There is a considerable movement at the moment, involving people such as Stephen Pinker and others, who maintain that essentially things are getting better as we begin to solve many of the central problems that have bedevilled human society for centuries. They argue that we are living longer, that the gap between the richest and the poorest, seen in global terms, is shrinking rather than expanding and that there are fewer wars than there have been in the past. There is some merit in these arguments and it is incontrovertibly true that things are getting better in basic terms in the advanced West. Even in the developing world there are some signs of improvement, particularly in Africa as China moves in. However there is one major factor that they tend to ignore, or rather they do not ignore it, but they certainly tend to downplay it. I refer of course to the ecological question and the future of the planet. What is important to recognise, however, is that the ecological question cannot be separated from the social one of the patterns of the distribution of wealth in class society.

Capitalism has always survived through externalising its central contradictions. Post-war capitalism during what the French call the 30 glorious years from 1945 to 1975 was based on bringing what were external costs in the interwar period back in-house. The social state is essentially the re-domestication of externalised capitalist cost. The most prominent example of this is, of course, health provision. The European model, under pressure of a sizeable and politically active and unionised industrial working class, promised social provision “from cradle to grave”. It is this model that is breaking down even while what it provided – take the NHS as the prime example – is held in extremely high political regard.
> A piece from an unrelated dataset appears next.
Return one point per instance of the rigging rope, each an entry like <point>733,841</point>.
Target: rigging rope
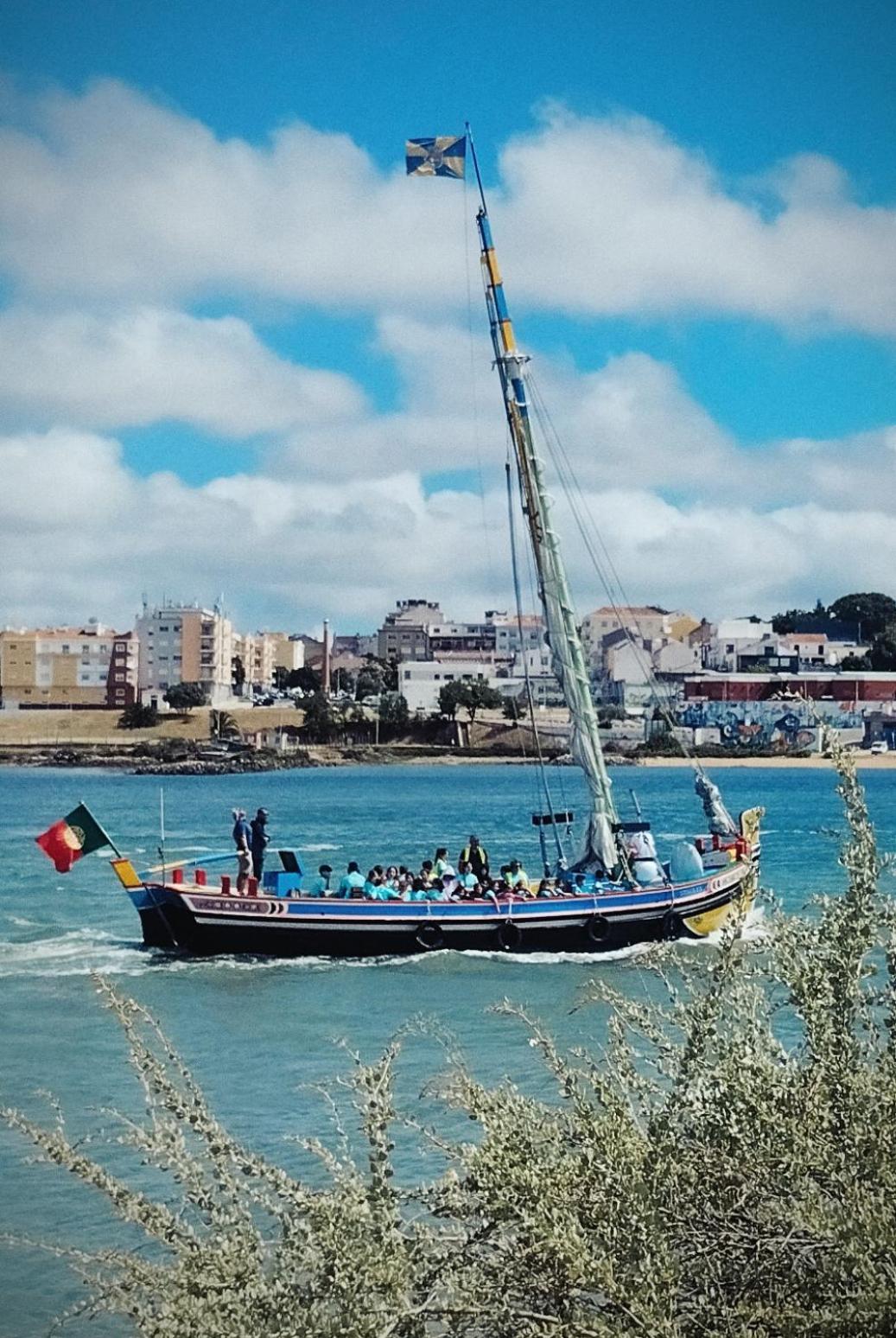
<point>590,534</point>
<point>527,679</point>
<point>473,366</point>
It is increasingly clear that the “glorious thirty” were the exception to the rule and that we are now witnessing a re-wilding of society. This leaves us with the absurd position of a Conservative Party  having to defend what is essentially a socialist system of social provision in which each gives to the best of their ability and receives according to their needs – except of course it is possible to avoid taxes the richer you are. The Conservative Party’s true face is shown not with regard to the NHS but to Brexit.
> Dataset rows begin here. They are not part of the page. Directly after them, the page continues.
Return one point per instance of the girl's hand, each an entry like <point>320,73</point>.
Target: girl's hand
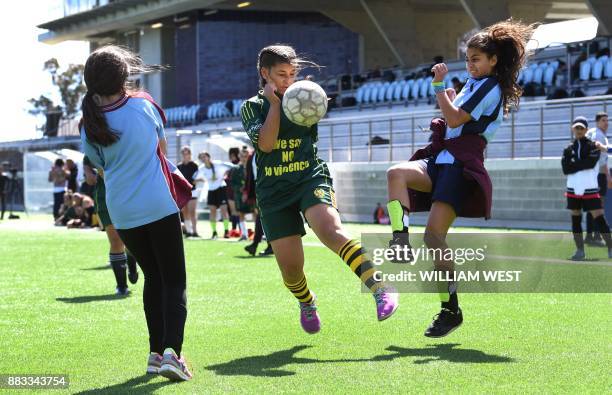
<point>440,70</point>
<point>269,93</point>
<point>451,93</point>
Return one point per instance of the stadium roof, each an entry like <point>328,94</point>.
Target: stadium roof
<point>125,15</point>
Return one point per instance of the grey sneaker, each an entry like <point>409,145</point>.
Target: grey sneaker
<point>154,363</point>
<point>579,255</point>
<point>173,367</point>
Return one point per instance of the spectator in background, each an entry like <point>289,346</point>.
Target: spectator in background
<point>73,171</point>
<point>575,72</point>
<point>58,176</point>
<point>4,182</point>
<point>457,84</point>
<point>580,164</point>
<point>604,180</point>
<point>189,168</point>
<point>379,212</point>
<point>231,203</point>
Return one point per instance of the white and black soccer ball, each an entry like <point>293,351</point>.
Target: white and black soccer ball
<point>305,103</point>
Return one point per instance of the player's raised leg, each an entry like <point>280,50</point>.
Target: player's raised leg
<point>325,221</point>
<point>289,255</point>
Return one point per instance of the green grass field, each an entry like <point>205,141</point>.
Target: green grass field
<point>58,316</point>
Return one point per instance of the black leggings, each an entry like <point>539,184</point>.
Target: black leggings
<point>158,249</point>
<point>58,199</point>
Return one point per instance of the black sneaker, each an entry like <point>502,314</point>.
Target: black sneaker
<point>267,251</point>
<point>133,276</point>
<point>444,323</point>
<point>579,255</point>
<point>401,239</point>
<point>251,249</point>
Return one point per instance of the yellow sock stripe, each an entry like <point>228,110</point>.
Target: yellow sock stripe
<point>348,255</point>
<point>356,263</point>
<point>346,245</point>
<point>306,299</point>
<point>369,273</point>
<point>301,293</point>
<point>297,285</point>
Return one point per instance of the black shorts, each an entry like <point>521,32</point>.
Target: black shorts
<point>448,184</point>
<point>584,204</point>
<point>217,198</point>
<point>602,181</point>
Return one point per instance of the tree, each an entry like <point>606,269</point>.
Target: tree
<point>71,88</point>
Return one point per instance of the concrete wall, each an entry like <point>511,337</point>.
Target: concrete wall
<point>228,44</point>
<point>527,193</point>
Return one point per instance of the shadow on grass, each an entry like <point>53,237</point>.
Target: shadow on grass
<point>92,298</point>
<point>136,385</point>
<point>253,257</point>
<point>274,364</point>
<point>104,267</point>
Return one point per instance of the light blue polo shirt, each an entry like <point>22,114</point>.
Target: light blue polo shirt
<point>136,189</point>
<point>482,99</point>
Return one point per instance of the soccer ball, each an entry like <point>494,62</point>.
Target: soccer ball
<point>305,103</point>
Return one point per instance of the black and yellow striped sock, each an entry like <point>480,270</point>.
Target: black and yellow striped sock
<point>353,254</point>
<point>300,290</point>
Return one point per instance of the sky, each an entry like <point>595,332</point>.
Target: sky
<point>22,63</point>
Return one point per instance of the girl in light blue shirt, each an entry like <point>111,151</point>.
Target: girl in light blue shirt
<point>121,132</point>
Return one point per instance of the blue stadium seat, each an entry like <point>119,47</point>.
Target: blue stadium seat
<point>416,89</point>
<point>360,93</point>
<point>397,94</point>
<point>555,64</point>
<point>528,75</point>
<point>585,70</point>
<point>391,90</point>
<point>373,93</point>
<point>597,69</point>
<point>539,73</point>
<point>549,75</point>
<point>407,89</point>
<point>382,91</point>
<point>368,92</point>
<point>425,86</point>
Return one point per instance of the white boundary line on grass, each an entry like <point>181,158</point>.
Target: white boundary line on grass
<point>522,258</point>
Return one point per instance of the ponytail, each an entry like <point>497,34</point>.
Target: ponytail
<point>94,123</point>
<point>508,41</point>
<point>106,73</point>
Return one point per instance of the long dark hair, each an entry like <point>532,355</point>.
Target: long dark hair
<point>277,54</point>
<point>508,41</point>
<point>106,73</point>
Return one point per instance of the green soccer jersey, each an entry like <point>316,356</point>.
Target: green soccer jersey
<point>291,163</point>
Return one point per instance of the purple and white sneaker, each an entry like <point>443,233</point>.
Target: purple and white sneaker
<point>387,301</point>
<point>309,318</point>
<point>154,363</point>
<point>173,367</point>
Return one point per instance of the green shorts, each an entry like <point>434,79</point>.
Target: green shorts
<point>287,221</point>
<point>100,200</point>
<point>242,207</point>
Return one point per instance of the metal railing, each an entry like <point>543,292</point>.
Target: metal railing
<point>538,129</point>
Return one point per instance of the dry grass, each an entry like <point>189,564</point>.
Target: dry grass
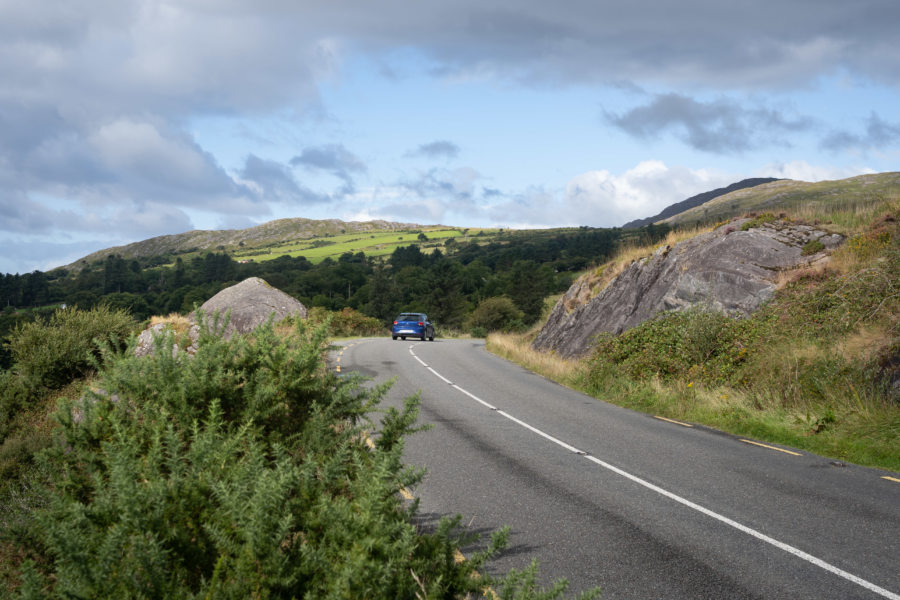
<point>179,323</point>
<point>598,278</point>
<point>516,347</point>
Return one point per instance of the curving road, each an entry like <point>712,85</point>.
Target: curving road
<point>642,507</point>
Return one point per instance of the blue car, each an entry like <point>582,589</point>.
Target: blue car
<point>413,325</point>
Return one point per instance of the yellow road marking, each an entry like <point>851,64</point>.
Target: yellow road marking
<point>772,447</point>
<point>672,421</point>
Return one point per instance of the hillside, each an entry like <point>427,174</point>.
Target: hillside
<point>680,207</point>
<point>801,197</point>
<point>267,234</point>
<point>816,367</point>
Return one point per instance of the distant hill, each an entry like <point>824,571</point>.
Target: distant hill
<point>697,200</point>
<point>273,232</point>
<point>793,196</point>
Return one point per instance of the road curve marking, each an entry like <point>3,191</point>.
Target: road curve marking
<point>672,421</point>
<point>772,447</point>
<point>818,562</point>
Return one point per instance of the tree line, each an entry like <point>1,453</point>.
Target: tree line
<point>448,283</point>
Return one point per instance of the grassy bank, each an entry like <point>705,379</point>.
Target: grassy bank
<point>818,368</point>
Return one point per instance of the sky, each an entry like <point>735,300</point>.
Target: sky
<point>121,120</point>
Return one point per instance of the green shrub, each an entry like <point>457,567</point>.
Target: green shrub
<point>694,343</point>
<point>347,322</point>
<point>49,353</point>
<point>812,247</point>
<point>13,396</point>
<point>241,472</point>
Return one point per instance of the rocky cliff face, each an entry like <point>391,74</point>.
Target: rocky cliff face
<point>727,270</point>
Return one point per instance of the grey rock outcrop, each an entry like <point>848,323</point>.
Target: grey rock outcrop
<point>249,304</point>
<point>727,270</point>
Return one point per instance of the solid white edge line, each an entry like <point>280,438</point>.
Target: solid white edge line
<point>572,449</point>
<point>441,377</point>
<point>475,398</point>
<point>752,532</point>
<point>685,502</point>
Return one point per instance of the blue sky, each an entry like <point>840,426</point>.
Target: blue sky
<point>125,119</point>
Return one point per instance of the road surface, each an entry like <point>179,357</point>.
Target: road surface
<point>640,506</point>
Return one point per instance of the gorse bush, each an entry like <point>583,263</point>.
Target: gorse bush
<point>693,343</point>
<point>49,353</point>
<point>346,322</point>
<point>240,472</point>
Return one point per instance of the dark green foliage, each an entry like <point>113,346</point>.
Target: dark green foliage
<point>812,247</point>
<point>688,344</point>
<point>346,323</point>
<point>49,353</point>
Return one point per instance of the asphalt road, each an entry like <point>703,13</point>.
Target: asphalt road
<point>642,507</point>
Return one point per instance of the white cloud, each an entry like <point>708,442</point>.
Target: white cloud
<point>605,199</point>
<point>802,171</point>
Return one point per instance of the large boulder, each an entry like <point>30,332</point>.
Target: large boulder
<point>250,304</point>
<point>728,269</point>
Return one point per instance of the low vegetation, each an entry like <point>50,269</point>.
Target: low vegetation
<point>817,368</point>
<point>241,471</point>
However, it is a highly complicated relationship which exposes the internal divisions within the party itself. On the one hand it is made up of Osbornite free marketeers who are fundamentally opposed to the NHS but see no opportunity to undermine it in present political circumstances, but who are at the same time in favour of staying in the EU because of the expanded market access it gives them. What these elements of conservatism have in common with the populist xenophobia of Farage and Ukip is that they are all essentially deregulators. Osborne believes it is possible to carry the deregulatory impetus into the EU and turn it into a mere free trade area, Farage thinks that it would be easier to deregulate outside of the EU. The only difference between them is a tactical one.
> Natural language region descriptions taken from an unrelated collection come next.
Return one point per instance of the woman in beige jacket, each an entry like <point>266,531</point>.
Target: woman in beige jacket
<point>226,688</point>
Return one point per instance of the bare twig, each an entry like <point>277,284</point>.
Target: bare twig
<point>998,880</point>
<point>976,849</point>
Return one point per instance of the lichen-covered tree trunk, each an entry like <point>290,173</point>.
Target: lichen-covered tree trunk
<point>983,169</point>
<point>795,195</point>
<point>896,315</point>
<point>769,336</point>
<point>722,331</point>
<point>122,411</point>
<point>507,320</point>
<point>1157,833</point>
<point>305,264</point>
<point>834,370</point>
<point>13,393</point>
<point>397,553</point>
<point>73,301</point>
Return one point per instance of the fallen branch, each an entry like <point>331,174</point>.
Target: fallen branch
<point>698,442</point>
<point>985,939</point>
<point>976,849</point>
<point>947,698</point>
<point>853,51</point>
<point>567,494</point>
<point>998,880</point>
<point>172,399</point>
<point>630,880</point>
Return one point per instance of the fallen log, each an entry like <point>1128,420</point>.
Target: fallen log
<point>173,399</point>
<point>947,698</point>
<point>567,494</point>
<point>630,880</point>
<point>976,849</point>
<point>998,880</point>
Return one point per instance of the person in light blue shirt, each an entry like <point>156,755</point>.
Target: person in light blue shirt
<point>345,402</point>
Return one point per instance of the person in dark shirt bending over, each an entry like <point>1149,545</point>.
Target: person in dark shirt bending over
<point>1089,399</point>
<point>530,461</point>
What we have seen in Europe since 1975 has been the re-wilding of the economic landscape and the re-exporting of social problems in terms of both internal class dynamics and external production priorities. Social costs are increasingly born by those who can least afford them at home and the environmental costs of increased production are largely borne by the developing world.

It is for this reason that Pinker et al. are able to argue that the world is generally getting better, but that is because they are part of the middle class in the advanced capitalist world that is the protected minority ( and I include myself in that group). What Trump, Brexit and the ecological crisis show is that you can only go on externalising your problems for so long before they come back and bite you on the arse.